Securities — Every Member of § 13(d) Group Must Be a Beneficial Owner

Hemispherx Biopharma,Inc. v. Johannesburg Consol. Invs., 2008 U.S. App. LEXIS 26515 (11th Cir. Dec. 29, 2008):

Whether individuals or entities without a beneficial ownership interest in a company's securities can nonetheless become members of a "group" within the meaning of section 13(d)(3) of the Exchange Act is an issue of first impression in this circuit. ***

Section 13(d)(3) is the critical provision in this case. It addresses group membership for purposes of section 13(d) and provides that "[w]hen two or more persons act as a partnership, limited partnership, syndicate, or other group for the purpose of acquiring, holding, or disposing of securities of an issuer, such syndicate or group shall be deemed a 'person' for the purposes of this subsection." 15 U.S.C. § 78m(d)(3)). The SEC regulation under section 13(d)(3) further provides that "[w]hen two or more persons agree to act together for the purpose of acquiring, holding, voting or disposing of equity securities of an issuer, the group formed thereby shall be deemed to have acquired beneficial ownership . . . of all equity securities of that issuer beneficially owned by any such persons." 17 C.F.R. § 240.13d-5(b)(1).

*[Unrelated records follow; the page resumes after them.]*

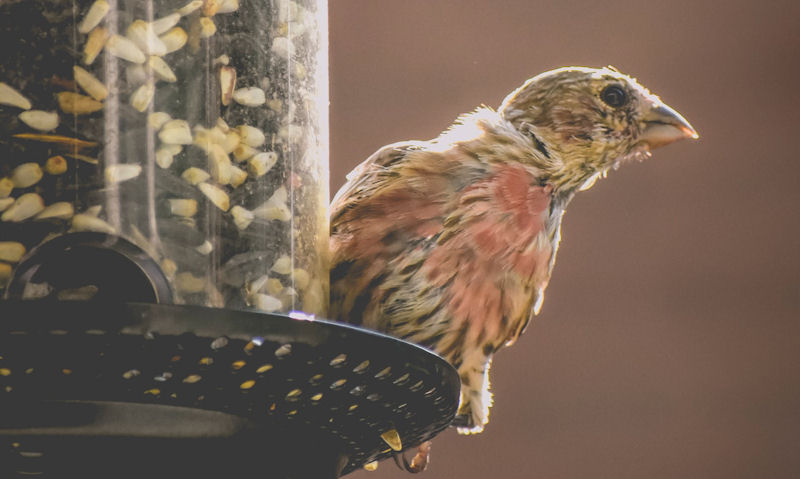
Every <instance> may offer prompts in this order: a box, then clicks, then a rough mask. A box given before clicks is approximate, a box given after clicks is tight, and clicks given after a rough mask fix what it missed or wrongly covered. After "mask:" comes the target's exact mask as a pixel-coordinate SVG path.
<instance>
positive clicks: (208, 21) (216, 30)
mask: <svg viewBox="0 0 800 479" xmlns="http://www.w3.org/2000/svg"><path fill="white" fill-rule="evenodd" d="M215 33H217V26H216V25H214V21H213V20H211V19H210V18H208V17H200V37H202V38H208V37H210V36H211V35H213V34H215Z"/></svg>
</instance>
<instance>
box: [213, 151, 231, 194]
mask: <svg viewBox="0 0 800 479" xmlns="http://www.w3.org/2000/svg"><path fill="white" fill-rule="evenodd" d="M230 167H231V159H230V158H229V157H228V154H227V153H225V150H224V149H222V147H221V146H219V145H218V144H216V143H214V144H212V145H211V146H210V148H209V149H208V169H209V172H210V173H211V178H213V179H214V181H216V182H217V183H219V184H220V185H227V184H228V183H230V182H231V170H230Z"/></svg>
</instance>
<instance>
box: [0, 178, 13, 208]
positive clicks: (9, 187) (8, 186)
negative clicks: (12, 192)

The text of sections 13(d)(1) and 13(d)(3) leaves open the question of whether beneficial ownership of stock is required for group membership within the meaning of paragraph (d)(3). Section 13(d)(3) does not expressly require or rule out a beneficial ownership requirement, or even mention the term "beneficial owner." Nor does the applicable SEC regulation address the question. Rule 13d-5 instructs that when a section 13(d)(3) group is formed, each member of the group "shall be deemed to have acquired beneficial ownership . . . of all equity securities . . . beneficially owned by any such persons." 17 C.F.R. § 240.13d-5(b)(1). Put another way, the regulation provides that when two or more persons act as a section 13(d)(3) group, each individual member is deemed to beneficially own the securities owned by all of them. It does not rule out a non-beneficial owner becoming a member of a section 13(d)(3) group and thereby being treated as a beneficial owner of all of the securities owned by any group member. Nor does it compel that result. The regulation simply does not say one way or the other. But see Rosenberg v. XM Ventures, 274 F.3d 137, 145 (3d Cir. 2001) (finding "support" in Rule 13d-5 for its conclusion that no person who is not already a beneficial owner can be a member of a section 13(d)(3) group). The question, then, is whether the context of section 13(d)(3) and the congressional purpose behind it show that beneficial ownership of securities is required for group membership.

Hemispherx argues that reading a beneficial ownership requirement into section 13(d)(3) is contrary to the statute's plain language, ignores the general definition of the term "person" found in the Exchange Act, misconstrues the relevant SEC regulations, and ignores the principles of partnership law. ***

The more persuasive arguments support the conclusion that a beneficial ownership interest is necessary to become a member of a group within the meaning of section 13(d)(3) of the Exchange Act. That is what the Third Circuit concluded in Rosenberg, 274 F.3d at 147-48. In Rosenberg, the court addressed a claim that the defendants had violated section 16(b) of the Exchange Act.... Because the SEC defined beneficial ownership for purposes of section 16(b) by reference to section 13(d), see 17 C.F.R. § 240.16a-1(a)(1), the court was required "to determine whether beneficial ownership of a subject issuer's equity securities is a necessary element of group membership within the meaning of section 13(d)(3)." Rosenberg, 274 F.3d at 140. It concluded that each individual member of a section 13(d)(3) group must be a beneficial owner of securities. Id. at 147-48 ("[W]e have concluded that. . . each member of a section 13(d) group must hold beneficial ownership of the equity securities of the issuing entity prior to its entry into such a group." (emphasis omitted).

***

Although a person who is not a beneficial owner might have an interest in the securities of the company, that person and his interest will not go undetected because only beneficial owners are included in the group for section 13(d)(1) filing purposes. If the total beneficial ownership of all members exceeds the threshold amount of five percent, a Schedule 13D form must be filed disclosing, among other details, "information as to any contracts, arrangements, or understandings with any person with respect to any securities of the issuer . . . naming the persons with whom such contracts, arrangements, or understandings have been entered into, and giving the details thereof." § 13(d)(1)(E) (codified at 15 U.S.C. § 78m(d)(1)(E)). In that manner, a person required to make section 13(d)(1) disclosures must disclose the identity of everyone, including those who are not beneficial owners, who possesses some form of present or future interest in the securities, along with the details of the arrangements or understandings with those non-beneficial owners.